Fortunately, RocksDB has also provided some solutions to this issue, for example in RocksDB-FAQ:

Q: What’s the fastest way to load data into RocksDB?

A: A fast way to direct insert data to the DB:

using single writer thread and insert in sorted order

batch hundreds of keys into one write batch

use vector memtable

make sure options.max_background_flushes is at least 4

before inserting the data, disable automatic compaction, set options.level0_file_num_compaction_trigger, options.level0_slowdown_writes_trigger and options.level0_stop_writes_trigger to very large value. After inserting all the data, issue a manual compaction.

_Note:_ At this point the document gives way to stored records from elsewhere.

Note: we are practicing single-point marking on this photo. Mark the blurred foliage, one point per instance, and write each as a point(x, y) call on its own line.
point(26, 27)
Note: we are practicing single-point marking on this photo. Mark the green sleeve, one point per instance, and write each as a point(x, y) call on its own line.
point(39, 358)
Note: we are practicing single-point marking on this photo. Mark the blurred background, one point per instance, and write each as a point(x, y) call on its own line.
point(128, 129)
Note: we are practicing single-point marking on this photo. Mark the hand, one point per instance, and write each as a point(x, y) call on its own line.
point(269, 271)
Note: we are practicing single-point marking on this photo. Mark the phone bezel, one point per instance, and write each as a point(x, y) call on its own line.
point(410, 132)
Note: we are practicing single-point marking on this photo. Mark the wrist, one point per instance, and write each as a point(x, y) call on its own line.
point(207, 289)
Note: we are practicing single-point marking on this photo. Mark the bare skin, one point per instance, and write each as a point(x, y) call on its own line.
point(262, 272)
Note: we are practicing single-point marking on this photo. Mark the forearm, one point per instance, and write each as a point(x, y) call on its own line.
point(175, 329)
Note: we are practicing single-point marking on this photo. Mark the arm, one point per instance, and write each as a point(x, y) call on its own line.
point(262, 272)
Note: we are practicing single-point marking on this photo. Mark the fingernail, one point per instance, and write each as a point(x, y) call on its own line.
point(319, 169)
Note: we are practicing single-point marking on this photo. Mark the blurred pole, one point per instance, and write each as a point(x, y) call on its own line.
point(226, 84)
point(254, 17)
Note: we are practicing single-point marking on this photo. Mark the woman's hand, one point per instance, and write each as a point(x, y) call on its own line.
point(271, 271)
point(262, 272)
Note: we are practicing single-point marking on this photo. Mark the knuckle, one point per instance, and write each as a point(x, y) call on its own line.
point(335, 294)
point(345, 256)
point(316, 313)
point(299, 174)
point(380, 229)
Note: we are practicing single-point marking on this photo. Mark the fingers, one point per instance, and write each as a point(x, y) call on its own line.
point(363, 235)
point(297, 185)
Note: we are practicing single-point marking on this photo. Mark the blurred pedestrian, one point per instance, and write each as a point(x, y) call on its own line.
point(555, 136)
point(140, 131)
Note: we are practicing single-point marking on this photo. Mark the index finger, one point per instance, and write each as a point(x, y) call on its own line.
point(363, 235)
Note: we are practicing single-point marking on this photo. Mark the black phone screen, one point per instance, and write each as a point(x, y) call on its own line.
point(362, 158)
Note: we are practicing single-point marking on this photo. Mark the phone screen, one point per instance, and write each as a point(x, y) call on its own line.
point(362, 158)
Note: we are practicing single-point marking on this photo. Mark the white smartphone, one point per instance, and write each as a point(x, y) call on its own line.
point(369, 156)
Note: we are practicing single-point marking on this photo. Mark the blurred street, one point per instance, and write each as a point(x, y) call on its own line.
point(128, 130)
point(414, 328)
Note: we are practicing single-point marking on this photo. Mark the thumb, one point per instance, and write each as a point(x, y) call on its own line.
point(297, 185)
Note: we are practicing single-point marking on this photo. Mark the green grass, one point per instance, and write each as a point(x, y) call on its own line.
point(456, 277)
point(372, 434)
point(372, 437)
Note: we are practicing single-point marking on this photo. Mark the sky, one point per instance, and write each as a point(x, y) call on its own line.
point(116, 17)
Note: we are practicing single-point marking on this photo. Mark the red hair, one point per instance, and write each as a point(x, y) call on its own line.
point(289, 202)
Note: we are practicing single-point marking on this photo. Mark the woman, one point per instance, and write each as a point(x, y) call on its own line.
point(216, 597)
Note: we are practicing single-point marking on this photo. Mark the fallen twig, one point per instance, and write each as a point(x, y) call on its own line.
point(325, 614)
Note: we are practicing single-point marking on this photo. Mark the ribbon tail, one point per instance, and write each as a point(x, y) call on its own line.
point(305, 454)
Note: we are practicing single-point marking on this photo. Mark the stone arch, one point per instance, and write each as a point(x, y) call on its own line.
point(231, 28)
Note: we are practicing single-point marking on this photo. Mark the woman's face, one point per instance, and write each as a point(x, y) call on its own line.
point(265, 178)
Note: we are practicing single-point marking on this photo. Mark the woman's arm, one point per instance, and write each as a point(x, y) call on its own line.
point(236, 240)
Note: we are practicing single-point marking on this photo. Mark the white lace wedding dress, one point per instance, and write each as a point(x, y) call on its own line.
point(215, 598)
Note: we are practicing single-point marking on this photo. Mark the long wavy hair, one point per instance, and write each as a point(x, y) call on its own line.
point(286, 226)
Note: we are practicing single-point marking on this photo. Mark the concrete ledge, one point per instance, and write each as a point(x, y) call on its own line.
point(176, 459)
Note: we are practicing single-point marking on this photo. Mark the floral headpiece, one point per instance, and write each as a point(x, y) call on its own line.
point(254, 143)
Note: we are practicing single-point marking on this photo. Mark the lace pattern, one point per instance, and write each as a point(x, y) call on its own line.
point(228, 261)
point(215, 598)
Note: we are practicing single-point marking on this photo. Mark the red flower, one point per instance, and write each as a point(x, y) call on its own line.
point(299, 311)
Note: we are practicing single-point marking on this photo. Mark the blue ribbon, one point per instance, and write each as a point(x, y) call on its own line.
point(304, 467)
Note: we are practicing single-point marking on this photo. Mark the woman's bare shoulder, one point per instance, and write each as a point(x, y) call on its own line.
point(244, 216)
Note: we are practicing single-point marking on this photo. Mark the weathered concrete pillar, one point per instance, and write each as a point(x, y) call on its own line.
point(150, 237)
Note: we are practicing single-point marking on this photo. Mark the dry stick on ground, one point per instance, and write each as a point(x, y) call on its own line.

3-5 will be automatically done if you call Options::PrepareForBulkLoad() to your option

Pegasus’s solution is to set different RocksDB options for different usage scenarios and adjust the behavior of RocksDB to provide better read and write performance. Specifically:

Use the Table environment to set rocksdb.usage_scenario to specify the corresponding usage scenario
When the replicas of each table detect the environment variable changes, they will modify the RocksDB options according to the usage scenario.

Refer to the set_usage_scenario() function in src/server/pegasus_server_impl.cpp to check which options are modified.

Supported scenarios

Currently, Pegasus supports three scenarios:

normal: Normal scenario, balancing reading and writing. This is also the default scenario for tables, which does not require special optimization for writing and is suitable for most read-write balanced applications
prefer_write: Write more and read less scenario. Mainly increase the size of write_buffer_size and level0_file_num_compaction_trigger to slow down the memtable flush operations and the compaction operations from level-0 to level-1
bulk_load: The scenario of bulk loading data (Note: this is not bulk-load). Use the optimization mentioned in RocksDB-FAQ above, disable the compaction operations. Now, all newly written data accumulates on level-0, which is not read friendly. Therefore, the bulk_load scenario is usually used in conjunction with Manual Compact. After the data loading is completed, perform a Manual Compact to garbage collection quickly, full sorting to improve read performance, and then restore to normal scenario. Typical batch data import process:
- Set the table rocksdb.usage_scenario to bulk_load
- load data: In bulk_load scenario, the TPS will be higher and traffic will be more stable
- Execute Manual Compact: A significant amount of CPU and disk IO resources will be consumed in this process, which may have an impact on the cluster read and write performance
- Reset the table rocksdb.usage_scenario to normal

How to use it ?

Through shell tools

Use the set_app_envs command in shell tools, for example, set table temp to bulk_load scenario:

>>> use temp
>>> set_app_envs rocksdb.usage_scenario bulk_load

The environment variables of table doesn’t take effect immediately and will take about a few seconds (depends on [replication]config_sync_interval_ms option) to take effect on all replicas.

Through an assisted script

Pegasus provides an assisted script scripts/pegasus_set_usage_scenario.sh to set environment variables conveniently, usage:

$ ./scripts/pegasus_set_usage_scenario.sh
This tool is for set usage scenario of specified table(app).
USAGE: ./scripts/pegasus_set_usage_scenario.sh <cluster-meta-list> <app-name> <normal|prefer_write|bulk_load>

This script sets the table environment variables through the commands in the shell tools, then check if it has taken effect on all replicas. It is considered complete only if it has taken effect on all replicas.